Local customers say they're beginning to feel the pinch.

"Our price rose tremendously in just five months," said Farmingdale resident Debora Toth, noting an increase to $2.99 on a recent purchase, from $2.34 during the summer.

Toth said when she called to challenge the price, the company, which she requested not be named, told her that increased costs such as COVID-19 protections for workers, new parts for trucks and other expenses have pushed up prices. Her husband called for the price several days later and found it had fallen to $2.84. The Toths have a service contract that’s built into the cost, and recently had their oil tank replaced.

"It’s always been a problem for the consumer" to navigate oil prices, Toth said, whether by shopping around, delaying purchases or deciding whether to lock in rates. The oil companies "aren’t regulated. Prices can be something one day, then 15 cents lower a few days later."

Consumer watchdog groups such as the Public Utility Law Project recommend that customers consider capped oil purchase programs from fuel suppliers, because they limit the per-gallon price for a year, but can take advantage of lower prices if the market declines. Lock-in programs hold the rate at a set price.

The Nov. 30 price of $2.68 is a 21.3% decline from the average $3.41 Long Islanders paid in 2019. The percentage decline has been consistent for most of the year, following sharp crude oil market price declines in the wake of pandemic-led lockdowns and swelling inventories.

Long Island’s oil prices are already among the highest in the state. The only region that’s higher right now is Western New York, including the Buffalo area, where oil sells for an average $2.65 a gallon.
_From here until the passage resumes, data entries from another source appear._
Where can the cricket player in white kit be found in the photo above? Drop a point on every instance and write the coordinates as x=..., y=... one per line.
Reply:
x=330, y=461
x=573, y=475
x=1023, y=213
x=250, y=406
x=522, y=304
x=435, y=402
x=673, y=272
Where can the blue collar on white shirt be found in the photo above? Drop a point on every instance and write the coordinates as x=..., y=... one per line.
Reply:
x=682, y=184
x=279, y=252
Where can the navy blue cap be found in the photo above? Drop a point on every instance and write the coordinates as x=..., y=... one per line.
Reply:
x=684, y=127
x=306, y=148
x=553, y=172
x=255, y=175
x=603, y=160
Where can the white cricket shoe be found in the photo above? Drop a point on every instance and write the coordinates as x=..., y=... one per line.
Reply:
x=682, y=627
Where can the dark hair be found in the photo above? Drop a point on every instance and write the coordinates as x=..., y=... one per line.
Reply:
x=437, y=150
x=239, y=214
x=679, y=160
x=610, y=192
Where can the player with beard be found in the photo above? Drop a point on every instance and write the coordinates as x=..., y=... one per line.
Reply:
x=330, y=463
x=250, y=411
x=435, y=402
It’s as low as $2.15 a gallon in the Albany area.

The local increase in fuel prices comes as a federal agency predicts overall lower heating oil costs this winter.
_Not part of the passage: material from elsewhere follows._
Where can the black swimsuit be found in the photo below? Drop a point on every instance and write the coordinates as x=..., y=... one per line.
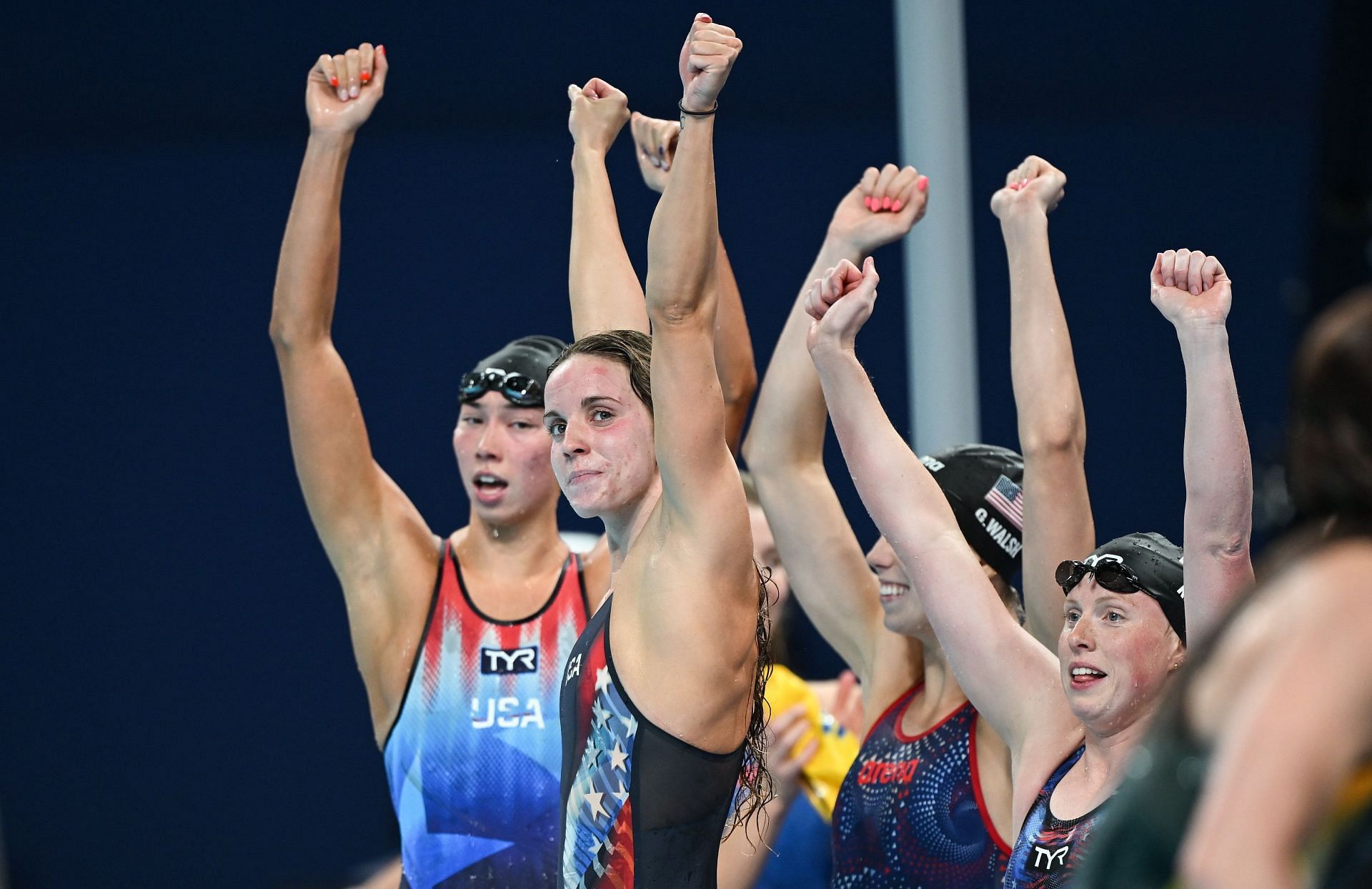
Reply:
x=640, y=805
The U.S. Energy Information Administration in October issued a report saying it expected winter heating costs for fuel oil customers to decline this year and next.

"We expect households that use heating oil as their primary space heating fuel will spend 10% less this winter than last, as lower crude oil prices and abundant fuel supplies drive retail heating-oil prices down, and offset colder winter temperatures," EIA administrator Linda Capuano said in a report. Nationally, average heating oil prices are projected to be $2.35 a gallon this winter; the current average is $2.208 a gallon. EIA spokesman Chris Higginbotham said prices could be higher in certain regions "reflecting higher logistical costs and various other challenges faced by retailers."

Meanwhile, the EIA said it expects natural gas based winter heating bills to rise this winter compared with last winter's, even though EIA projected the cost of gas itself to decline due to greater inventories. The reason, according to the EIA projection: cooler weather could increase overall usage of gas, more than offsetting the expected price declines.

National Grid, which supplies natural gas to some 600,000 Long Islanders, said the company didn't release an expected winter heating cost forecast this year, though a forecast could come this week.

The price of propane, meanwhile, reached $3.12 a gallon on Long Island last week, following a steady increase from a year-to-date low of $2.97 a gallon on May 11.